On 8/21/05, Jakob Voss <jakob.voss(a)nichtich.de> wrote:
Cormac Lawler wrote:
Just something that occurs to me as I write up my
dissertation - I
keep on thinking it would be nice to be able to cite some basic
figures to back up a point I am making, eg. how many times Wikipedia
is edited on a given day or how many pages link to this policy page -
as I asked in an email to the wikipedia-l list, which has mysteriously
vanished from the archives (August 11, entitled "What links here?"). I
realise these could be done by going to the recent changes or special
pages and counting them all, but I'm basically too lazy to do that.
I'm doing different statistics of Wikipedia data for month. Not every
data is available but there is *a lot* It's much more to analyse than I
can do in my time. You can answer a lot of questions with the database
dumps (recently changed to XML) and python mediawiki framework but that
means you have to dig into the data models and programming.
I'm certainly not averse to doing some work ;) and I'd happy to look
into this as long as there is some form of clear instructions for
doing it. That's primarily what I'm interested in.
we're talking about thousands of pages here,
right? I'm also thinking
this is something that many people would be interested in finding out
and writing about. So what I'm asking is that to help researchers
generally, wouldn't it be an idea to identify some quick database
hacks that we could provide - almost like a kate's tools function?
Or are these available on the MediaWiki pages?

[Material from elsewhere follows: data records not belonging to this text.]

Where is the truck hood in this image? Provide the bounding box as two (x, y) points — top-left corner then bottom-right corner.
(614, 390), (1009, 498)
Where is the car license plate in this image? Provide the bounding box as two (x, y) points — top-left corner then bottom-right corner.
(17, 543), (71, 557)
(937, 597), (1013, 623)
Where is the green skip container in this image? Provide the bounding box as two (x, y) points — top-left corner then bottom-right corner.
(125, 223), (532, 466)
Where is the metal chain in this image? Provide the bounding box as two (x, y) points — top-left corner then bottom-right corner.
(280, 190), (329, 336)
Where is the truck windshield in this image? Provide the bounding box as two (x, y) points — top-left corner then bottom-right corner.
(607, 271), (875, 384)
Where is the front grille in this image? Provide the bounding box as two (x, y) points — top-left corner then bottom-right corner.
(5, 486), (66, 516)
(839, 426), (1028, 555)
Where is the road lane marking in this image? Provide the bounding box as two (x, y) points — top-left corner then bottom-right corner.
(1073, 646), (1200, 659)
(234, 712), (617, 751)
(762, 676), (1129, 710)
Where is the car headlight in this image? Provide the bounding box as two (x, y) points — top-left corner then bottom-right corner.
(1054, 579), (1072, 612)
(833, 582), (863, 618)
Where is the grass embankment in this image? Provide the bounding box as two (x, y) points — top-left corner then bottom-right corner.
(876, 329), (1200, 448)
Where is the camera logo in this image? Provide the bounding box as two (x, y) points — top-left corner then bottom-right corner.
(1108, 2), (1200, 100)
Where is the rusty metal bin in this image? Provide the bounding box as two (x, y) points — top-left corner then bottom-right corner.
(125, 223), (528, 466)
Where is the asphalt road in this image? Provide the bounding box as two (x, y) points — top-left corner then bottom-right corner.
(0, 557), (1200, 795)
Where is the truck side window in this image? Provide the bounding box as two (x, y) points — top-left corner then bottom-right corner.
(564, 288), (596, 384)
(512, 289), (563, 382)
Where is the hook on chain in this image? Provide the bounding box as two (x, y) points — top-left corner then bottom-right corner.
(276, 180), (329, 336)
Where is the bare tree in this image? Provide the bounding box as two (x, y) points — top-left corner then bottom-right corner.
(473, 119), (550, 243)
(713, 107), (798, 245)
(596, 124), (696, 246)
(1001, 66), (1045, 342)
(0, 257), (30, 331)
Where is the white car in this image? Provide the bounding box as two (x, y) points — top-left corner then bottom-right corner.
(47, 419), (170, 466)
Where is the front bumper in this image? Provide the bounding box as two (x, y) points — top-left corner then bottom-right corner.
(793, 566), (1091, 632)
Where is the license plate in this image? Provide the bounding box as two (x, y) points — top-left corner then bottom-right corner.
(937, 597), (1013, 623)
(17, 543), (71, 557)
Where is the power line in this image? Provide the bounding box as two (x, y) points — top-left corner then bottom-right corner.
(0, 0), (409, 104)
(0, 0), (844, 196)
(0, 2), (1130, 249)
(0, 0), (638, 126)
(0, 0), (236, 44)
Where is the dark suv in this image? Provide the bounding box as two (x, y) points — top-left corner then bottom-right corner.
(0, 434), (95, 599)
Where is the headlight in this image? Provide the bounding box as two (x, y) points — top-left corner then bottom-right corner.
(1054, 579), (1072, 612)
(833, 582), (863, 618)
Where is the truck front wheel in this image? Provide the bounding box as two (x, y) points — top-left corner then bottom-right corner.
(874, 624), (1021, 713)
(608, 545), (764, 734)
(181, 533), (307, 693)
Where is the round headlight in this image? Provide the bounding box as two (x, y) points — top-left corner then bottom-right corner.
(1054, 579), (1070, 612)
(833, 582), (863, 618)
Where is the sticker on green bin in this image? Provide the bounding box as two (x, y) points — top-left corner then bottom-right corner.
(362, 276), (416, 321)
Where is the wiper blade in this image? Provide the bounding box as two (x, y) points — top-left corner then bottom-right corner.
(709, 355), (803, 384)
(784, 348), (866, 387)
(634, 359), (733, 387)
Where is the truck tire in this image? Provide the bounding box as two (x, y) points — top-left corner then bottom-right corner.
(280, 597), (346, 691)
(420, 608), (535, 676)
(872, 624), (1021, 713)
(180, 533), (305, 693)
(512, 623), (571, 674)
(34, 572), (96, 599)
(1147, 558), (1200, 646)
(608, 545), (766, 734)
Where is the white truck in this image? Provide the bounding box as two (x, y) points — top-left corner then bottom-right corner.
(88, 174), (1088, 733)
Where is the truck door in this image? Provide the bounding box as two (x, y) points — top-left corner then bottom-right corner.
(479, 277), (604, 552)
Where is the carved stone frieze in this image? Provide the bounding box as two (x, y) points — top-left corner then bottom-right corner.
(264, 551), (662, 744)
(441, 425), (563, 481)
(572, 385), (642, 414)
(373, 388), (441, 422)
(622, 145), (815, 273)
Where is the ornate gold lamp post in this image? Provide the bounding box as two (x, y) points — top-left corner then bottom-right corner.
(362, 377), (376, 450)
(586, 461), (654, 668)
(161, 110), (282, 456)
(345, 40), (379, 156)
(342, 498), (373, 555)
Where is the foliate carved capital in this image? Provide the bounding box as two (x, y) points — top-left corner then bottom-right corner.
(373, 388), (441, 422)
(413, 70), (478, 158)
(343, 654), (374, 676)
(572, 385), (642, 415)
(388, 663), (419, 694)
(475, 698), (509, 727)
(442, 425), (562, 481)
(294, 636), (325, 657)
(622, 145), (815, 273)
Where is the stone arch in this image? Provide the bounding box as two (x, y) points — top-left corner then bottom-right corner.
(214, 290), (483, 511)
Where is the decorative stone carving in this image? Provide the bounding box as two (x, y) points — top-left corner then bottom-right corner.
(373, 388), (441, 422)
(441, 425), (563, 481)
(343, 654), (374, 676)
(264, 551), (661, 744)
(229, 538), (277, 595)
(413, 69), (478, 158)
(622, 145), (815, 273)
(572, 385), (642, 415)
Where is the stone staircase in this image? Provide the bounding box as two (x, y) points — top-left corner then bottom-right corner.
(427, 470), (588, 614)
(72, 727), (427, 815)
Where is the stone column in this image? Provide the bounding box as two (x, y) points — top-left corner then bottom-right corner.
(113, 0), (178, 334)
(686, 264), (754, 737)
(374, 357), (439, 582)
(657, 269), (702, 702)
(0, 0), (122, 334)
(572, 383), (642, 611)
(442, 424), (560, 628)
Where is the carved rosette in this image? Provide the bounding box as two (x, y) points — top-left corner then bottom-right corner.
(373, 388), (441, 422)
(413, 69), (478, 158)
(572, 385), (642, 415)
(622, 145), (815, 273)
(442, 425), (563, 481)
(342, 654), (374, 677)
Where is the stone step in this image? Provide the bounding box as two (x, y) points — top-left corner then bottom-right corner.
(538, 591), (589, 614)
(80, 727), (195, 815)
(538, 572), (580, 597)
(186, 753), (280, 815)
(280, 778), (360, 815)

The only solution is to share your code and data and to frequently
publicate results. That's how research works isn't it?. I'm very
interested to have a special server for Wikimetrics but someone has to
admin it (getting the hardware is not such a problem). For instance I
could parse the version history dump to select article, user and
timestamp only so other people can analyse which articles are edited at
which days or vice versa but I just don't have a server to handle
Gigabytes of data. Up to know I only managed to set up a Data Warehouse
for Personendaten (
http://wdw.sieheauch.de/) but - like most of what's
already done - mostly undocumented :-(
It'd be very interesting to see details of your data and methodology -
I'm sure that's something that will be of incredible value as we move
research forward on Wikipedia. But not just as in a paper where
normally you will say "I retrieved this data from an SQL dump of the
database" and then do things with the data, what I am looking for, to
repeat, is *how you actually do this* from another researcher's point
of view.
If they are, and I've looked at some database
related pages, they're
certainly not so
understandable from the perspective of someone who just wants to use
basic functions. You might be thinking of sending me to a page like
http://meta.wikimedia.org/wiki/Links_table - but *what does it mean?*
Can someone either help me out, or suggest what we could do about this
in the future?
1.) collect the questions, define what exacly you want (for instance
"number of articles edited at each day")
2.) collect ways to answer them ("extract data X from Y and calculate Z")
3.) find someone who does it
Well, it sounds like work ;-)
1,2 and 3 should either be written up on m:Wikimedia Research Network
or a sub page of m:Research. As for the ongoing work actually on this
area, I'll be taking a quantitative research module as part of my
latest masters and I'll happily intertwine any project we deem
fitting/necessary with my project for that module. Just have to finish
off my current masters first, which means that my wikiworkload has to
be put on hold for about two weeks.
Greetings,
Jakob
Thanks,
Cormac